The two newcomers on the offensive line make greater strides with each passing week. Rookie right guard William Whitticker impressed the coaching staff with his ability to finish blocks at Michigan State where he led the team with 83 pancake blocks during his senior year. In the first few games Whitticker admitted he was thinking too much about making adjustments to the defensive front, which took away his aggressiveness.

"The less he's thinking about the assignment," Sherman said, "the more he can focus on finishing the play."

The offensive line's other newcomer, left guard Adrian Klemm, who played tackle during the majority of his professional and college career, has also become more comfortable in the Packers' offense. Klemm knew the plays but spent so much time processing the information that it limited the time he had to survey the defense before the snap. Now he knows the exact assignment of the player next to him.

"It's become second nature," Klemm said. "Now I can move a little quicker."

Second-year center Wells entered the starting lineup during the Panthers game. At 6-2, 304, Wells is smaller than the average NFL center, but he can rely on the leverage he honed as the nation's No. 1 heavyweight wrestler at Brentwood (Tenn.) Academy.

"He's able to get under guys and they can't get off him," Klemm said. "That makes him a force."

Wells could face an interesting defensive alignment on Sunday. The Vikings played a 4-3 defense through the first four weeks of the season but used some 3-4 looks against the Chicago Bears last weekend.

"It's tough because it's twice as much work you have to put in," Wells said. "You have to be prepared for twice as many defenses."

In the 3-4 alignment the Vikings move defensive tackle Kevin Williams to defensive end and add outside linebacker Raonall Smith to the starting lineup. Darrion Scott plays the right defensive end position in the 4-3.

To combat the different schemes, the Packers spent last week practicing against a four-man front before going against more three-man fronts this week.

"It does change things in terms of our preparation quite a bit," Sherman said. "We'll be prepared for both."

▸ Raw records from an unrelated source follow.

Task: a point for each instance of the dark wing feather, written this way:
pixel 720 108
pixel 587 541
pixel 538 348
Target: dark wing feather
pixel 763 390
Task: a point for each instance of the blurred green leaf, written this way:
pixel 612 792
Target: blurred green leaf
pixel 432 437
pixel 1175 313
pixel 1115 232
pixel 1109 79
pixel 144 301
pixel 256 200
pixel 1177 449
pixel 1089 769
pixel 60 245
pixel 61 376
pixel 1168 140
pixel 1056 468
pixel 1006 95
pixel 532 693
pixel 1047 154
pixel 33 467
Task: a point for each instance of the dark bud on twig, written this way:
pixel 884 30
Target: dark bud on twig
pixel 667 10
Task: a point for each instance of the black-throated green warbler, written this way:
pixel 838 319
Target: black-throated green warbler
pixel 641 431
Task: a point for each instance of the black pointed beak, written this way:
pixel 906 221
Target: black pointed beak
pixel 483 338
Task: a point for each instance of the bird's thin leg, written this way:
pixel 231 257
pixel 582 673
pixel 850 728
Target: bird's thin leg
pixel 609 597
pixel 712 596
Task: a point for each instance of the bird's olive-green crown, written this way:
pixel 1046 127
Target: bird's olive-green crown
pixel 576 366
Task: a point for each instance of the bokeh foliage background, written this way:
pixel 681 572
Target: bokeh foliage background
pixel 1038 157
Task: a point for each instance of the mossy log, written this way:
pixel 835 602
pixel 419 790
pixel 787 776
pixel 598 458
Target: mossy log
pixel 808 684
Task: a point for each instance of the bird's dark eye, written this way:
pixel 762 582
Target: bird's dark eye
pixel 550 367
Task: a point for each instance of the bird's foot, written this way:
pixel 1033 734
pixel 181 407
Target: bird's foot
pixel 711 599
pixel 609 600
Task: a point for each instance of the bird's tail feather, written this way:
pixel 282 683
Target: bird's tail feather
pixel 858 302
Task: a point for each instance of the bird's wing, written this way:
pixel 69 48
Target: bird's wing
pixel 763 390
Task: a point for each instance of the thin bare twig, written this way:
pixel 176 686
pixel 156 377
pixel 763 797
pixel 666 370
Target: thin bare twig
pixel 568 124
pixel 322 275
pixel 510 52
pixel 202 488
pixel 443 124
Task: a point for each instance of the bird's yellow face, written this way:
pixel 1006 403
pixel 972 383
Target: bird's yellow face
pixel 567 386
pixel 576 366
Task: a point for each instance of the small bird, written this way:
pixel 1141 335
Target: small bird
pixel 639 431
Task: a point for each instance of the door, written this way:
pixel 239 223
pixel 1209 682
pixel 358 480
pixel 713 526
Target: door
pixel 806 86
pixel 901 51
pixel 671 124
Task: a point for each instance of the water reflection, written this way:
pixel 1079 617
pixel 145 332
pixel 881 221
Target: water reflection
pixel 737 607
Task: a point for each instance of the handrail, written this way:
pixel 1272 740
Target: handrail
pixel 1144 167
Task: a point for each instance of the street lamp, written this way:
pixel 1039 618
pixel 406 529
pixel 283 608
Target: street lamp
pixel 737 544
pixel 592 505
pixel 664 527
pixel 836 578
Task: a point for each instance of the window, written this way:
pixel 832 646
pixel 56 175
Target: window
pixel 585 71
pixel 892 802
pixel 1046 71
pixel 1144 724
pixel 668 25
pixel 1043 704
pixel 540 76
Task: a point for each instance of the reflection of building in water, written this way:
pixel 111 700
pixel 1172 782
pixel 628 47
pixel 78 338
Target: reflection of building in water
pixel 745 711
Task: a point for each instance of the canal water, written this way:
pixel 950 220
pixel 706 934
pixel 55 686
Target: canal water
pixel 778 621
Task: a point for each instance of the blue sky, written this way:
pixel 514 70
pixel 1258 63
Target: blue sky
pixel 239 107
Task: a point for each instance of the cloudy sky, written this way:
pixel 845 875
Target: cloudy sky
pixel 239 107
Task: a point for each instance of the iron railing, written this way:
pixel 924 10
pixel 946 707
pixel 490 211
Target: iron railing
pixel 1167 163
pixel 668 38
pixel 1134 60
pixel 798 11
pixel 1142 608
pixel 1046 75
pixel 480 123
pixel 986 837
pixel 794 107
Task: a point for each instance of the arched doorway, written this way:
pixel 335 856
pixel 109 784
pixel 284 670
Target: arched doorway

The Packers have the advantage of having played against the San Diego Chargers and the New England Patriots, two teams who employ a 3-4 scheme, during the preseason. They faced another 3-4 front from the Cleveland Browns in Week Two of the regular season.

"We've prepared for 3-4 teams already and played them in the preseason," Wells said, "so we feel pretty comfortable."

And the Packers have the comfort of knowing whoever occupies the center position can handle the different alignments.

"Flanny's missed when you have someone with as much experience as he has," Klemm said. "But at the same time, Scott's a very good player."